Tag Archive | New Forest

Mother and Foal

Mother and Foal by webmink
Mother and Foal, a photo by webmink on Flickr.

We’re not too far from two newly-created national parks in the UK. One, to the north of us, is South Downs National Park, and the other is New Forest National Park to the west.

As “new” goes, it’s only new on the scale of the history of the British Isles. It was set aside as a royal hunting forest by King William I in 1079. One of its features is free-roaming horses, such as the ones you see above.

Tall Trees

Tall Trees by Webminkette
Tall Trees, a photo by Webminkette on Flickr.

Those who know me, know I love trees!
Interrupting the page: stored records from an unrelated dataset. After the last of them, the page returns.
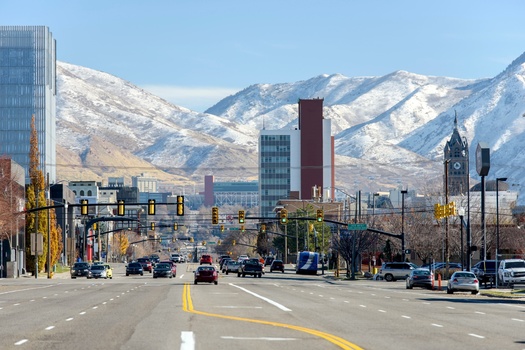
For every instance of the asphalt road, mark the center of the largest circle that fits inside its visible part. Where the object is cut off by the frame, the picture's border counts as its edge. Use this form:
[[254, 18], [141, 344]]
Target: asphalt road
[[273, 312]]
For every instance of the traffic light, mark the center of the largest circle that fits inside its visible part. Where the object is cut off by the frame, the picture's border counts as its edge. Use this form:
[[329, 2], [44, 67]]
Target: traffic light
[[284, 216], [214, 215], [151, 207], [121, 209], [83, 207], [180, 205], [452, 208], [436, 211], [320, 215]]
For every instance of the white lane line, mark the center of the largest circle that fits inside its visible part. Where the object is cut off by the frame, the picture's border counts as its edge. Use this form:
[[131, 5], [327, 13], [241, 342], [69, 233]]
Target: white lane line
[[276, 304], [476, 336], [187, 341], [257, 338]]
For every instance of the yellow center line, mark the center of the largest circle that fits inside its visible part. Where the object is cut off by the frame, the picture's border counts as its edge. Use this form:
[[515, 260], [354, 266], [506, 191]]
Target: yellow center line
[[187, 305]]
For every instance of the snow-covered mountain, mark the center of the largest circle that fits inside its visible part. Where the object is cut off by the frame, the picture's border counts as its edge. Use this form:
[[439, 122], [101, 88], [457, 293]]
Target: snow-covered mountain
[[390, 131]]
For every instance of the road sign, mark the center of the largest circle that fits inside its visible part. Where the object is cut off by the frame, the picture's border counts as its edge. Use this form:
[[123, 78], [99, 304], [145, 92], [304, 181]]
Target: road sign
[[357, 227]]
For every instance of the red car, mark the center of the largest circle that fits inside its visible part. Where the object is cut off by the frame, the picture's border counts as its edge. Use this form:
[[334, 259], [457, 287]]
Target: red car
[[146, 264], [173, 266], [206, 274], [206, 259]]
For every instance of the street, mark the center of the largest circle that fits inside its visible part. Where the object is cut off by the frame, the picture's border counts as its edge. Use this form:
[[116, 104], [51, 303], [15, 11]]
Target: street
[[276, 311]]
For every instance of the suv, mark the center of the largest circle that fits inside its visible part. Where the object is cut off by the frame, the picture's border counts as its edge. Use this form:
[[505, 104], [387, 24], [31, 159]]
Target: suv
[[485, 271], [511, 271], [392, 271], [79, 269]]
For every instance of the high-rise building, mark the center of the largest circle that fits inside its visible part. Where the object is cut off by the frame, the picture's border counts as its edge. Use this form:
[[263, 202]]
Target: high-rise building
[[27, 89], [294, 162]]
I loved them as a child, I re-fell in love with them when we first visited Australia’s rainforests (where they seem to grow so high) and where rides through the canopy gave me a tantalizing glimpse into another world. In America we have visited some special groves – to celebrate both height and girth of trees – including those made up of Redwoods.

Today’s picture is of a less exotic variety, taken locally at Exbury (whilst we were mainly admiring the azaleas.) Nevertheless, these beautiful trees still appeared majestic and I could not resist standing below them and snapping the fascinating view when looking up at the pale sky from underneath their boughs.

Exbury Colour Explosion

Exbury 9.5.'09 by Webminkette
Exbury 9.5.’09, a photo by Webminkette on Flickr.

This photo is closer to home, just a drive through the New Forest for us. Stunning azaleas and rhododendrons fill the grounds of Exbury House with a profusion of colour that dazzle the senses. The garden is lovely all year round, but when this collection of exotic blooms are in flower then the walks become spectacular. So many colours and shades, in vast quantities – yet each individual flower perfect, fill visitors with awe and wonder.

Each time we visit, we try to capture some of the splendour of our surroundings on film (digital) but photos can never do this experience justice. Despite hundreds of images of the place, stored on our computers, inevitably our efforts fall far short of portraying the joy of being there. I thoroughly recommend you visit when these shrubs are at their breathtaking best, in the late spring, and take the opportunity to enjoy nature at its most arresting. I am always amazed, and my soul sings, to see such beauty; I am reminded, yet again, of how glorious our world is.